Do I need a guarantor to get a short-term loan?
You can get short term credit without a guarantor.
The majority of companies don’t ask for a guarantor before they’ll lend you money. Of those that do, usually, these are firms that specialise in exactly that, they ask someone to vouch for a borrower to make sure they can afford to repay the loan. What’s more, guarantor loan companies tend to lend larger loan amounts to customers over longer periods.
What is a guarantor?
It’s someone who agrees to repay a loan on behalf of the person taking out the money, if they can’t repay it. Usually, a guarantor can be anyone who has a relationship with the actual customer, such as a family member or a friend. There are usually restrictions that the guarantor has a good credit rating, they may need to own their own home, and will need to be able to make the repayments if they’re ever asked to.

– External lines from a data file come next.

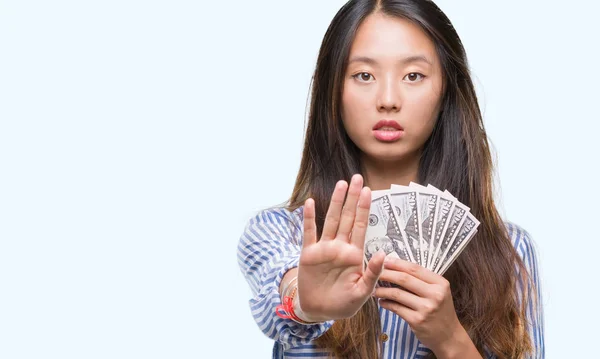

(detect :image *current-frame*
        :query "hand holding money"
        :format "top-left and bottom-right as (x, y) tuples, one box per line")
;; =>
(298, 175), (385, 320)
(375, 258), (470, 357)
(365, 182), (479, 278)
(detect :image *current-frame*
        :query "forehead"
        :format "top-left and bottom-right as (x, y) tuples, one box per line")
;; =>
(350, 13), (438, 64)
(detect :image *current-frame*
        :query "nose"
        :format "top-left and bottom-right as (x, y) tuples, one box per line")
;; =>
(377, 75), (400, 112)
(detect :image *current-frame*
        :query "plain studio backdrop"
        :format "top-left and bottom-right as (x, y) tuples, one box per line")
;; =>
(0, 0), (600, 359)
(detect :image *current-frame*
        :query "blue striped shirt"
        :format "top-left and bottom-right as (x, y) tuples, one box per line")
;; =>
(237, 207), (544, 359)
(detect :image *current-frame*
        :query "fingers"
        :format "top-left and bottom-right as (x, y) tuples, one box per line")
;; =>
(379, 263), (430, 297)
(337, 174), (363, 240)
(350, 187), (371, 249)
(375, 287), (423, 310)
(361, 250), (385, 293)
(385, 258), (444, 284)
(302, 198), (317, 248)
(322, 181), (348, 239)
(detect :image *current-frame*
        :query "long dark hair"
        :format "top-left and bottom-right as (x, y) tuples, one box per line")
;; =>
(288, 0), (533, 358)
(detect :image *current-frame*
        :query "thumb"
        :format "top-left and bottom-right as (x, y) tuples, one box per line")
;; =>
(361, 250), (386, 293)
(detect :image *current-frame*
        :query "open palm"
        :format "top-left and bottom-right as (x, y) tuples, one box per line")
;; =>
(298, 175), (385, 319)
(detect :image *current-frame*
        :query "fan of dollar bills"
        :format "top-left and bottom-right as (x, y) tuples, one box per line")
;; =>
(365, 182), (479, 275)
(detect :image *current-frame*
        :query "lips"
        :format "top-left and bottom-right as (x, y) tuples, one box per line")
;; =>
(373, 120), (404, 142)
(373, 120), (404, 131)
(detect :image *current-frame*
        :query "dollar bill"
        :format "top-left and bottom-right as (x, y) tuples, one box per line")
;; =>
(409, 182), (439, 267)
(364, 191), (410, 262)
(389, 185), (423, 264)
(431, 202), (469, 273)
(438, 213), (479, 274)
(427, 185), (454, 270)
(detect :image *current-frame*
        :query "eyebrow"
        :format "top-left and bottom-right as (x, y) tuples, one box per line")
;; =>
(348, 55), (433, 66)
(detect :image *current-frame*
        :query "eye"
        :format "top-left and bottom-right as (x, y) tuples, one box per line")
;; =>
(352, 72), (373, 82)
(404, 72), (425, 82)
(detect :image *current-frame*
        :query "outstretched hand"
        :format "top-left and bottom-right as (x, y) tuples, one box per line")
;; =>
(298, 175), (385, 320)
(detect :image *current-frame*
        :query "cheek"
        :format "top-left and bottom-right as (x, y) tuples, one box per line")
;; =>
(403, 93), (439, 137)
(342, 89), (372, 136)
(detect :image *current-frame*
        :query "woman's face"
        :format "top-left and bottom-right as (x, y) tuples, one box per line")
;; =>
(342, 14), (442, 161)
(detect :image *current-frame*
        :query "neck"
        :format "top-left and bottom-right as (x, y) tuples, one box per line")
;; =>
(361, 154), (420, 191)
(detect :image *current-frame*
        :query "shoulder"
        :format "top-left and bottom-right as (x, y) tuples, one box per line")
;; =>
(504, 221), (535, 256)
(242, 206), (304, 242)
(504, 222), (538, 275)
(248, 206), (304, 225)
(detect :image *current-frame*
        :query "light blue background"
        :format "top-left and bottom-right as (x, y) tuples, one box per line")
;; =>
(0, 0), (600, 359)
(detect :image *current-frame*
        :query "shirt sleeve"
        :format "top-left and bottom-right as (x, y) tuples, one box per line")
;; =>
(508, 224), (545, 359)
(237, 208), (334, 349)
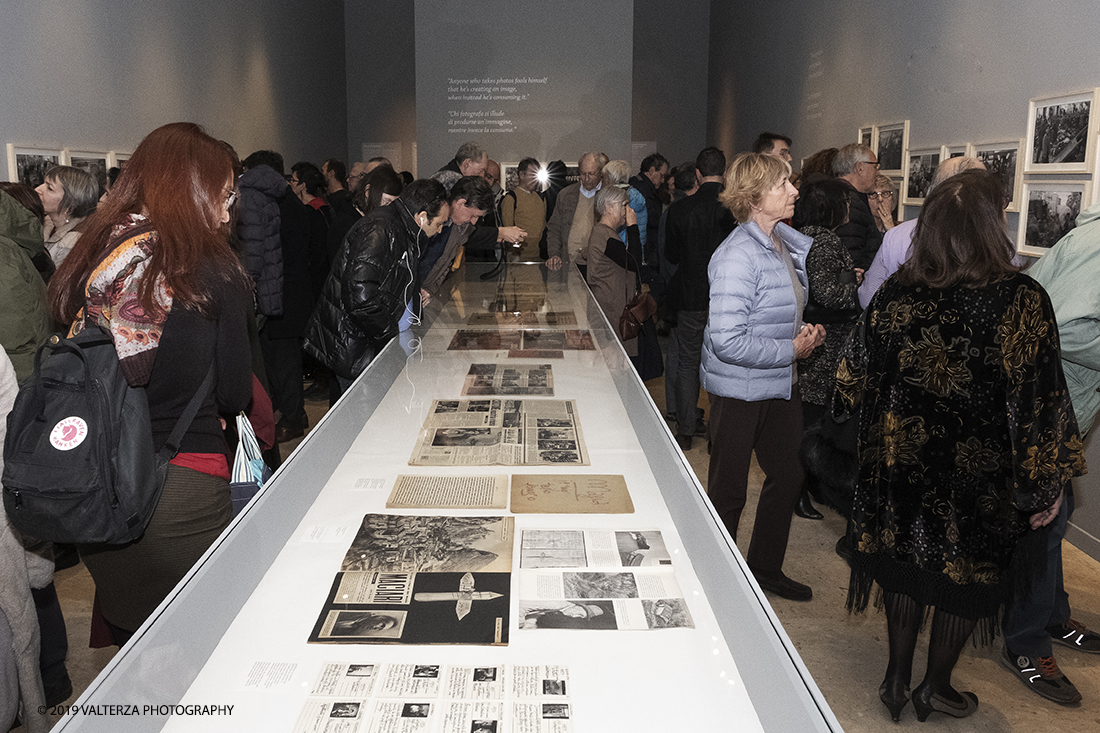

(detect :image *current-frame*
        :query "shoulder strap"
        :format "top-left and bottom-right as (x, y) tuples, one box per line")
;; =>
(161, 361), (213, 459)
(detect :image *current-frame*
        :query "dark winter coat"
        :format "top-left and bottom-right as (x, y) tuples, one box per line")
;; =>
(237, 165), (287, 316)
(836, 178), (882, 270)
(305, 201), (420, 379)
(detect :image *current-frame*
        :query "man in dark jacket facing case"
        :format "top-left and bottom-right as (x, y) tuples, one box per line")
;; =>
(305, 179), (451, 390)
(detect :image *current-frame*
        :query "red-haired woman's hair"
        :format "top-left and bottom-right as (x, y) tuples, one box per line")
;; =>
(50, 122), (248, 324)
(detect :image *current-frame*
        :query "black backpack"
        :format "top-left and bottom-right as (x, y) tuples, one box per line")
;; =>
(2, 326), (213, 545)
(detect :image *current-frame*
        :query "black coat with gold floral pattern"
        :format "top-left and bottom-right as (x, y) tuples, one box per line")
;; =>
(833, 274), (1085, 619)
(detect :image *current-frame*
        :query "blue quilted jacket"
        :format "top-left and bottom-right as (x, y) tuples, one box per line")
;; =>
(700, 221), (813, 402)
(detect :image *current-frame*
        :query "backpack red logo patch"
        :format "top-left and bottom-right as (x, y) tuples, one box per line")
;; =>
(50, 415), (88, 450)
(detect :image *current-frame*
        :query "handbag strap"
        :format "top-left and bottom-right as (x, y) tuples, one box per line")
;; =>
(161, 361), (213, 460)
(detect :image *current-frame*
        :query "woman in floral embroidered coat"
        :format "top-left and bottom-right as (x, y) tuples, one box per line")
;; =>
(833, 171), (1085, 720)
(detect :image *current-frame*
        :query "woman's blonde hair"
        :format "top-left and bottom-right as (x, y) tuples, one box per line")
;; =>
(718, 153), (791, 223)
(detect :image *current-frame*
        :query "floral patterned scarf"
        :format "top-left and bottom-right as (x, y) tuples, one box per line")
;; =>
(69, 214), (172, 386)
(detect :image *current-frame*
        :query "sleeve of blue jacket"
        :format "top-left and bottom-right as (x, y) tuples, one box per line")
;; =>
(707, 241), (796, 369)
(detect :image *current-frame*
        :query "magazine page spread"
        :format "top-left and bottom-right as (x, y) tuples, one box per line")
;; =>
(462, 364), (553, 397)
(518, 529), (694, 631)
(512, 473), (634, 514)
(309, 514), (515, 645)
(409, 400), (589, 466)
(294, 663), (573, 733)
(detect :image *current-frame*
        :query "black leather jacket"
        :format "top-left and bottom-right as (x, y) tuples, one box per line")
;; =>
(664, 180), (737, 311)
(304, 201), (420, 379)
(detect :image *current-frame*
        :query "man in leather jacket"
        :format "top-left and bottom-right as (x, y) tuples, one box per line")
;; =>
(305, 179), (450, 389)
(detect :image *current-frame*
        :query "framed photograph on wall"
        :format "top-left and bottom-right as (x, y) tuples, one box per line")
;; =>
(501, 163), (519, 190)
(62, 147), (110, 192)
(970, 140), (1024, 211)
(1016, 180), (1092, 258)
(873, 120), (909, 176)
(939, 143), (970, 161)
(902, 147), (943, 206)
(107, 150), (131, 168)
(1024, 89), (1100, 173)
(856, 124), (879, 150)
(8, 143), (62, 188)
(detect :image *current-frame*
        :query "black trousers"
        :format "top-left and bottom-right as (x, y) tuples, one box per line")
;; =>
(707, 384), (803, 576)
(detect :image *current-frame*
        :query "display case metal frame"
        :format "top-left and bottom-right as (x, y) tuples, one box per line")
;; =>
(54, 263), (842, 733)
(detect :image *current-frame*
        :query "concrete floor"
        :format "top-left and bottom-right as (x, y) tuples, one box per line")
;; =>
(47, 380), (1100, 733)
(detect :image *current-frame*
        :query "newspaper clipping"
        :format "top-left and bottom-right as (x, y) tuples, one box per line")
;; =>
(466, 310), (576, 328)
(447, 329), (596, 359)
(519, 529), (694, 630)
(386, 474), (508, 510)
(309, 514), (514, 645)
(409, 400), (589, 466)
(294, 663), (573, 733)
(512, 473), (634, 514)
(462, 364), (553, 397)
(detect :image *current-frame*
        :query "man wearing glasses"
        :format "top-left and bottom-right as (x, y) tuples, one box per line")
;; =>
(833, 143), (882, 270)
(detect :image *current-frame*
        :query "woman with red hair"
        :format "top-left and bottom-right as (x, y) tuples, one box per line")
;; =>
(50, 122), (252, 645)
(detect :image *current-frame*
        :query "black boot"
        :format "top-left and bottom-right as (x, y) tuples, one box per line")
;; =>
(794, 489), (825, 519)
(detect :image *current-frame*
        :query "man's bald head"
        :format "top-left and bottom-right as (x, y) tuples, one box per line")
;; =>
(925, 155), (986, 196)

Who guarantor loans are for?
They are for people who want to borrow higher amounts of money, but due to factors such as a bad credit rating or because they’ve never had credit before, they have difficulty borrowing from traditional lenders. As some guarantor loans are as high as £7,500 and others could be even higher, they might be an option for a customer who needs more than the typical £1,000 limit of some short-term lenders.
To find out more about glo guarantor loans, click here.
What type of short-term loans don’t require a guarantor?
Most kinds don’t need a guarantor. For local Credit Unions, it depends on the Union. Some might want a guarantor, while others might not.